Example 2: Condition-Based (Markovian) Policy#

This policy takes an additional ‘condition’ tensor as input.

class MySimpleConditionedPolicy(MinePolicy):
    def __init__(self, hiddim, action_space=None, image_size=(64, 64), image_channels=3, condition_dim=64) -> None:
        super().__init__(hiddim, action_space)
        
        self.feature_dim = image_size[0] * image_size[1] * image_channels
        self.net = nn.Sequential(
            nn.Linear(self.feature_dim, hiddim), 
            nn.ReLU(),
        )
        # Embedding for the condition
        self.condition_net = nn.Linear(condition_dim, hiddim) # Or nn.Embedding if condition is discrete
        
        # Fusion layer
        self.fusion_net = nn.Sequential(
            nn.Linear(hiddim * 2, hiddim), # Example: concatenate image and condition features
            nn.ReLU(),
            nn.Linear(hiddim, hiddim),
            nn.ReLU()
        )

    def forward(self, 
                input: Dict[str, Any], 
                state_in: Optional[List[torch.Tensor]] = None, 
                **kwargs
    ) -> Tuple[Dict[str, torch.Tensor], List[torch.Tensor]]:
        img_obs = input['image'] # Shape: (B, T, H, W, C)
        condition = input['condition'] # Shape: (B, T, condition_dim)
        
        b, t, h, w, c = img_obs.shape
        
        x_img = rearrange(img_obs / 255.0, 'b t h w c -> (b t) (h w c)')
        img_features = self.net(x_img) # Shape: (B*T, hiddim)
        
        # Process condition
        # Assuming condition is already (B, T, condition_dim) -> (B*T, condition_dim)
        cond_features = self.condition_net(rearrange(condition, 'b t d -> (b t) d')) # Shape: (B*T, hiddim)
        
        # Fuse features (example: concatenation)
        fused_features = torch.cat([img_features, cond_features], dim=-1)
        final_features = self.fusion_net(fused_features) # Shape: (B*T, hiddim)

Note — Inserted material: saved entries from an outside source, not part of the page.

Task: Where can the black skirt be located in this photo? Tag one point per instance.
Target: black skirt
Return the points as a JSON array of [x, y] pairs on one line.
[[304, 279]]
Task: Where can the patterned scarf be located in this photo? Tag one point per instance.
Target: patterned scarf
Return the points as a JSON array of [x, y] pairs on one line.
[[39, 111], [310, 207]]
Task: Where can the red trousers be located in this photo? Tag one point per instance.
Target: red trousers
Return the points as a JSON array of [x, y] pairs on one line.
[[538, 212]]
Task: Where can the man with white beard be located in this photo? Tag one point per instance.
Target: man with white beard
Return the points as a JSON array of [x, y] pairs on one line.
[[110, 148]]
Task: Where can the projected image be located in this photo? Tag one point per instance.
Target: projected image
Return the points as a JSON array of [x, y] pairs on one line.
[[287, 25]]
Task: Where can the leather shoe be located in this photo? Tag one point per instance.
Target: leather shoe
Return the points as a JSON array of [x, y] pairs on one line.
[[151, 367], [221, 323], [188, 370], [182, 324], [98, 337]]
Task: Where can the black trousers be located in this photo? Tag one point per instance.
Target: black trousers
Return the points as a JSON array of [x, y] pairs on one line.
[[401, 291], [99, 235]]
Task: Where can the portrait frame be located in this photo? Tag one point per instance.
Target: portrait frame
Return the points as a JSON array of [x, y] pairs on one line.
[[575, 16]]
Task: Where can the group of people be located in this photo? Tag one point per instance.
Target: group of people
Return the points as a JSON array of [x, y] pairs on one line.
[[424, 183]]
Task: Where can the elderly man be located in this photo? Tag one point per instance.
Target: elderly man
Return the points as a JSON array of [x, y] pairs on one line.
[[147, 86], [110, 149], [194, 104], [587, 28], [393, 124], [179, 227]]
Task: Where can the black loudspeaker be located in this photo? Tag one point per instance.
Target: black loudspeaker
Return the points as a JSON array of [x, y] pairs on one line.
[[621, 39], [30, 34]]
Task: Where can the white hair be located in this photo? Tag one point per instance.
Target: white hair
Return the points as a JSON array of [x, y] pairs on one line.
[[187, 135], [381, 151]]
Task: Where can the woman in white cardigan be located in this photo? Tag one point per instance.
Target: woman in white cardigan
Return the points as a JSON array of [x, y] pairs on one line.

        final_features_reshaped = rearrange(final_features, '(b t) d -> b t d', b=b, t=t)
        
        pi_logits = self.pi_head(final_features_reshaped)
        vpred = self.value_head(final_features_reshaped)
        
        result = {
            'pi_logits': pi_logits, 
            'vpred': vpred, 
        }
        return result, []

    def initial_state(self, batch_size: Optional[int] = None) -> List[torch.Tensor]:
        return []

Warning

These examples are simplified for demonstration. Real-world policies, especially for complex environments like Minecraft, often require more sophisticated architectures (e.g., CNNs for image processing, recurrent layers like LSTMs or Transformers for temporal dependencies if not Markovian). The input['image'] format and normalization (e.g., / 255.0) should match how your environment provides observations and how your model expects them.